Peter Mansbridge Says Media’s Biggest Threat Is Public Lack Of Trust
With Canada’s journalism industry facing a host of challenges – falling incomes, disappearing jobs, lack of diversity in newsrooms – former CBC chief correspondent Peter Mansbridge says his biggest threat today is lack of confidence.
“You just have to look at the ratings that come out every few months in different parts of the world on confidence, in terms of different professions, and for journalism, they’ve gone down,” Mansbridge said. Sunday magazine host Piya Chattopadhyay.
“It’s not as low as politicians, but it’s low, and yes we can’t afford it to be low,” he said.
According to a recent Ipsos poll, Canadian public confidence in news media increased from 72% in 2019 to 66% in 2021, especially for traditional sources like broadcast television and print newspapers.
In other report by the communications firm Edelman, 49 percent of Canadians polled agreed that “journalists and reporters deliberately try to mislead people by saying things they know to be false or grossly exaggerated.”
“If we don’t have the trust of our audience – you know, the viewers, the listeners, the readers. If we don’t have that trust, we have nothing,” Mansbridge said. “Journalism is built on credibility. Credibility is built on trust and truth. And we face a challenge on the trust factor.”
Despite the resignation of The Nationalanchor chairman of in 2017, Manbridge has continued to work, from hosting special events at the CBC and election coverage to hosting his own news podcast The bridge.
He is currently publishing an autobiography entitled Off the Record, to be released on October 5, sharing stories from his 50-year career in journalism.
“Simon and Schuster wanted to call it memories. And I said, ‘No, no, that sounds like some kind of near-death experience,’” he said. “I don’t want that. I just want anecdotes, you know, and I’m not done yet.”

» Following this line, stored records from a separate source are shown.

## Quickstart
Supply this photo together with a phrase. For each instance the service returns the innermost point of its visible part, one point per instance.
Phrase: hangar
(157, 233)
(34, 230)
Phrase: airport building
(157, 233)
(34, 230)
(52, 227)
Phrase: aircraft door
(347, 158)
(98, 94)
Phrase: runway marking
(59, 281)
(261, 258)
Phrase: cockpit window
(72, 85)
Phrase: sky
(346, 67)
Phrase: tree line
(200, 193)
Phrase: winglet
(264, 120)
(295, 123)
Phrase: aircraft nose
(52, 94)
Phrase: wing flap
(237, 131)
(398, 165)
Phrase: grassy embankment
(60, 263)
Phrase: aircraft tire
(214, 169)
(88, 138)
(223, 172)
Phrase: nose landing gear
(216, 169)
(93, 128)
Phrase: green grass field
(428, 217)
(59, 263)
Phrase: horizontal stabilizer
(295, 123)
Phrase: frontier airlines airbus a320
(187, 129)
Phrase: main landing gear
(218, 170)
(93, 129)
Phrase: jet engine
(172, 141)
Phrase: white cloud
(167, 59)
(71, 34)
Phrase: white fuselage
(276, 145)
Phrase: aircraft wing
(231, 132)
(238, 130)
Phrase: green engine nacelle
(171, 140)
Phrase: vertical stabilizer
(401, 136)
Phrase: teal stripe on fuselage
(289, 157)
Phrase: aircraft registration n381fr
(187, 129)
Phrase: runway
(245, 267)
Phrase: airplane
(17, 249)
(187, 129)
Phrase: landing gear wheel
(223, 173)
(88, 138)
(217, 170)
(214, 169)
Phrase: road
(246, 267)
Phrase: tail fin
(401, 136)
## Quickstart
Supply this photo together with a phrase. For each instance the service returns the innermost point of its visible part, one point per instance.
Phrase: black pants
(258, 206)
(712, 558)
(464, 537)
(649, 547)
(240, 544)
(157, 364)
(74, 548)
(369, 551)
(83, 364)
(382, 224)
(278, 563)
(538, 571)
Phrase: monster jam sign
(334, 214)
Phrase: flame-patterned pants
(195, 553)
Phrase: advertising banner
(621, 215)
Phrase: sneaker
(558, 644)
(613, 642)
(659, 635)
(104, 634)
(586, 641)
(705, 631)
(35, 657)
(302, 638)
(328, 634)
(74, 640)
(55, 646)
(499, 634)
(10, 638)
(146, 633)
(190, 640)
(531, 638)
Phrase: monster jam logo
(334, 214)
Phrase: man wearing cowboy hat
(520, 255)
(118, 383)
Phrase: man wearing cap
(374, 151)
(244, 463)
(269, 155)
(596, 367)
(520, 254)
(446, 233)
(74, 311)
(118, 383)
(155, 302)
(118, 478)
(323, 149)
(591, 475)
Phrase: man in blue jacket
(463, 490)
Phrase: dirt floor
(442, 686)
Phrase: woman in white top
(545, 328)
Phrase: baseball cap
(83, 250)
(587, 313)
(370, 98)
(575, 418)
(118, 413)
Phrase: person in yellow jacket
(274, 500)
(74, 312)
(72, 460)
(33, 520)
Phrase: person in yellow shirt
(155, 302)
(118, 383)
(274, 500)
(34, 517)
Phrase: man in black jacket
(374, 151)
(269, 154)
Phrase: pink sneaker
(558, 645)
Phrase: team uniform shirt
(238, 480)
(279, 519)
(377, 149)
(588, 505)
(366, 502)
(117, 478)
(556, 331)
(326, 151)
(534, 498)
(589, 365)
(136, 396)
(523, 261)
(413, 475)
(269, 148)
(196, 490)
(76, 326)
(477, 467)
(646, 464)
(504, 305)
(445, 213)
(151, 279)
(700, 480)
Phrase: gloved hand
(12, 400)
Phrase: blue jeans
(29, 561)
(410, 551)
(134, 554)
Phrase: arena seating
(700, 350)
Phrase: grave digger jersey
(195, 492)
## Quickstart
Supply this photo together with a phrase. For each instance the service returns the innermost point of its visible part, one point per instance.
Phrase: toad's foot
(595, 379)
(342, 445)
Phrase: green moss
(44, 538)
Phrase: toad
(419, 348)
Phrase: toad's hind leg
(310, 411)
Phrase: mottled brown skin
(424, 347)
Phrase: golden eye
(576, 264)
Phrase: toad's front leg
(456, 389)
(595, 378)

Among his memorable moments is an interview with legendary musician and personal friend Gord Downie, as well as a thorny interview with former UK Prime Minister Margaret Thatcher.
But he says if he started today his career would be very different.
“Well I would watch a life of baggage handling,” Mansbridge said, referring to the story of how it was discovered while working at the Churchill, Man., Airport in 1968. The manager of the local CBC station, Gaston Charpentier, offered him a job as a host of a nighttime radio show after hearing his voice over the speaker.
Mansbridge acknowledges that since then the field has become very competitive, especially following the Watergate scandal of the 1970s, which attracted more people to the profession.
“If this job were open today, there would be 200 people lined up for this job. Then there was nobody,” he said. “So my life would have been very different.”
He says young journalists who are trying to be successful today should “be determined”.
“Pick a goal. Know what you want to do … and don’t give up,” he said, recounting that he himself was turned down three times before he was finally offered a journalist job for The National.
When it comes to the broader journalism industry, Mansbridge says working to earn public trust is essential. He says the news media need to be “much more transparent” about how they make their decisions.
Whether it’s how we decide what’s news and what isn’t, why one item gets so much more time than another, how we determine who is worthy of anonymity in sourcing, ”he said.